As for asset allocation Stürmer notes that the criticism regarding local government debt was certainly true for the past but that funds are beginning to change their approach - or at least they are talking about it.

"Every fund is different but generally it looks like they will act a bit more freely, maybe going towards a 10% equity quota and EU sovereign debt," says Stürmer, but adds that of course only time will tell whether these ideas will be realised.

One province that already does things differently is Brandenburg, where 94% of the around €200m which had been put into the fund upon inception at the start of 2009 was invested in high-rated EU investment grade bonds.

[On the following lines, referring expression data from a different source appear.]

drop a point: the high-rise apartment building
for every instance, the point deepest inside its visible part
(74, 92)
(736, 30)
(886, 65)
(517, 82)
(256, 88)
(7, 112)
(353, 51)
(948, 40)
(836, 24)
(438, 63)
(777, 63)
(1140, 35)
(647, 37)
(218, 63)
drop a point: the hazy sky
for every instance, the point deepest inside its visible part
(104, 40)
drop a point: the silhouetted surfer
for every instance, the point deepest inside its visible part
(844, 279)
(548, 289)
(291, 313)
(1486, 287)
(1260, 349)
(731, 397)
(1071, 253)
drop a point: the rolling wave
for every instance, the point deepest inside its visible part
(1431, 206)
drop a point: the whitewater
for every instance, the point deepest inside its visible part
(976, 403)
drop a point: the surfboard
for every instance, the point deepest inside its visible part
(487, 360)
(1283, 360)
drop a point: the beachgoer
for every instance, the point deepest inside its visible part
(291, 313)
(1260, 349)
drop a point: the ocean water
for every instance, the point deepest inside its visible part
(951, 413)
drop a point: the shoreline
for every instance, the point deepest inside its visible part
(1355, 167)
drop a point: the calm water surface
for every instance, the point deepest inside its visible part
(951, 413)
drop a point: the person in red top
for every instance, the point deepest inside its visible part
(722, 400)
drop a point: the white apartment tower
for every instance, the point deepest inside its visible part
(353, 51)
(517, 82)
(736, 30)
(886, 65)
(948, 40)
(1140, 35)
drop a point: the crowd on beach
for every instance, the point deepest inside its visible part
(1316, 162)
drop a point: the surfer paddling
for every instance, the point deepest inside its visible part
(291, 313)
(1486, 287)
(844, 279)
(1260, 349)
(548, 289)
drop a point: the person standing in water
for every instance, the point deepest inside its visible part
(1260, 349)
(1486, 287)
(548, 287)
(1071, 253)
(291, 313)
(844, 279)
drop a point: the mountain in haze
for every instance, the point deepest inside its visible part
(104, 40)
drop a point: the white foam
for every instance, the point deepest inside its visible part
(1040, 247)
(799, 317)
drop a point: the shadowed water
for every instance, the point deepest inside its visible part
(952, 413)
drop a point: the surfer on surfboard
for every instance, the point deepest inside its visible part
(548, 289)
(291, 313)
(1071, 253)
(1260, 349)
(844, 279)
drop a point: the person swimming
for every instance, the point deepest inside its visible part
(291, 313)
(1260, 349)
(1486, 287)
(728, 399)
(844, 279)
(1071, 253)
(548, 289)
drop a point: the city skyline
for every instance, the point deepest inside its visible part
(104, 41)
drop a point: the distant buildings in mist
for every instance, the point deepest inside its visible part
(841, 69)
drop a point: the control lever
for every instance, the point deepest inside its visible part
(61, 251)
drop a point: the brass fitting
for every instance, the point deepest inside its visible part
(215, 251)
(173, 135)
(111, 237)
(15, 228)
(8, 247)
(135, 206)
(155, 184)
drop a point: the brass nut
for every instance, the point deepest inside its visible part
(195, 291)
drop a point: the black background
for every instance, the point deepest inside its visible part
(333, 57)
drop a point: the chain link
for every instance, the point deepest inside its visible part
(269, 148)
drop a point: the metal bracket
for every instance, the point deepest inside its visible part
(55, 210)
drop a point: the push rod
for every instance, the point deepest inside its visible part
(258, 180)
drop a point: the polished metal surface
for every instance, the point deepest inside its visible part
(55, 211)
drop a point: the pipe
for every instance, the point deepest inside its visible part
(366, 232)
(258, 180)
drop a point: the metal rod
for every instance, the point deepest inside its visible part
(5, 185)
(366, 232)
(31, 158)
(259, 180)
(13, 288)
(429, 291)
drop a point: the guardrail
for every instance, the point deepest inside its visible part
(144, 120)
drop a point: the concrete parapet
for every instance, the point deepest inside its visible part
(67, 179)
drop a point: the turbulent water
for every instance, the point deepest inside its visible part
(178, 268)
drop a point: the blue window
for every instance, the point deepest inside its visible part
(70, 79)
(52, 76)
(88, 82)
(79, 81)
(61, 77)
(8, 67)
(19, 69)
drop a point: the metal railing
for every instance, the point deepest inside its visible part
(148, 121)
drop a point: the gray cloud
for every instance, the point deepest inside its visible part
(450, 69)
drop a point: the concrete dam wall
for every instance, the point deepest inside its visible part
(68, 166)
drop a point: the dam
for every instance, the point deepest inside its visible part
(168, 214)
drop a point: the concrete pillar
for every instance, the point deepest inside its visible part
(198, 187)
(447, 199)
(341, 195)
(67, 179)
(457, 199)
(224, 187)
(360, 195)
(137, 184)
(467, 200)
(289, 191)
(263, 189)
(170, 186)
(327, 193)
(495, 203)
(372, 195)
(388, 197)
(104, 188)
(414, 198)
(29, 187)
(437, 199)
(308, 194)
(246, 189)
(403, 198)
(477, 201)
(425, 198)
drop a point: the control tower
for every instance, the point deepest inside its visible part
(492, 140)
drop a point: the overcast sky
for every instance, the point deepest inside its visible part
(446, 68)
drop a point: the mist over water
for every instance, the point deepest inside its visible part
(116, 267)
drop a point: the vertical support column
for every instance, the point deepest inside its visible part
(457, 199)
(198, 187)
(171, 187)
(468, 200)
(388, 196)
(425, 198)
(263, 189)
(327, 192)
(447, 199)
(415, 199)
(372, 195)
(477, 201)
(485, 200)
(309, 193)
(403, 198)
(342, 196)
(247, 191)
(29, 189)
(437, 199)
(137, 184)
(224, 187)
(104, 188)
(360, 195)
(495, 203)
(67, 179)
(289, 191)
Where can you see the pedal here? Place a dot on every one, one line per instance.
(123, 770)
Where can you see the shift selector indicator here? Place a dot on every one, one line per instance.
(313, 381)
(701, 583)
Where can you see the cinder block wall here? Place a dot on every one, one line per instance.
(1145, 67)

However, this investment led to major criticism from the opposition parties, which are claiming that the Irish bonds in the fund will default. The local government argues that at the time the investments were made, Ireland was solvent and a government representative pointed out that Ireland will remain solvent as it is under the EU rescue umbrella.

Brandenburg is also one of the provinces to have included a clause in the law on the Versorgungsfonds that does not allow any withdrawals before 2020.

It can be argued that these heated debates regarding retirement provision, covered extensively in local media, show an increasing interest of Germans in pension matters and funded schemes. But the fact that six provinces will be holding elections this year is probably boosting the issue. And the coverage also reveals a lack of information on certain issues.

According to Stürmer, the legal framework regarding civil servants' pension provision is one of them. For example, there is currently a debate on the so-called ‘sustainability factor' introduced in the state first pillar pension system which does not cover civil servants as their retirement provision is separate from other types of government employee.

Critics are calling for this factor, which links contributions to demographic calculations, to be introduced to civil servants' retirement provision in addition. However, Stürmer explains that this ‘sustainability factor' would actually only replace an earlier demographic variable that had been scrapped from the state first pillar for political reasons in 1999 but which remained in place in the civil servants' schemes.

Further, people often compare the average pension, which is higher for civil servants, without taking into account that civil servants normally have continuous careers and employment for life. Also, many civil servants are in higher positions than the average worker. A special situation in Germany is that of the retirement provision for so-called ‘free professions' like lawyers, notaries and the pay-as-you-go system.

Raffelhüschen and other critics are demanding a rise of the retirement age for civil servants parallel to the step-by-step increase to 67 in the first pillar. This measure would indeed help finance pensions over the long-term but it would not take the edge off cost spikes caused by the baby-boomers retiring and by the governments' hiring spree in the 1970s.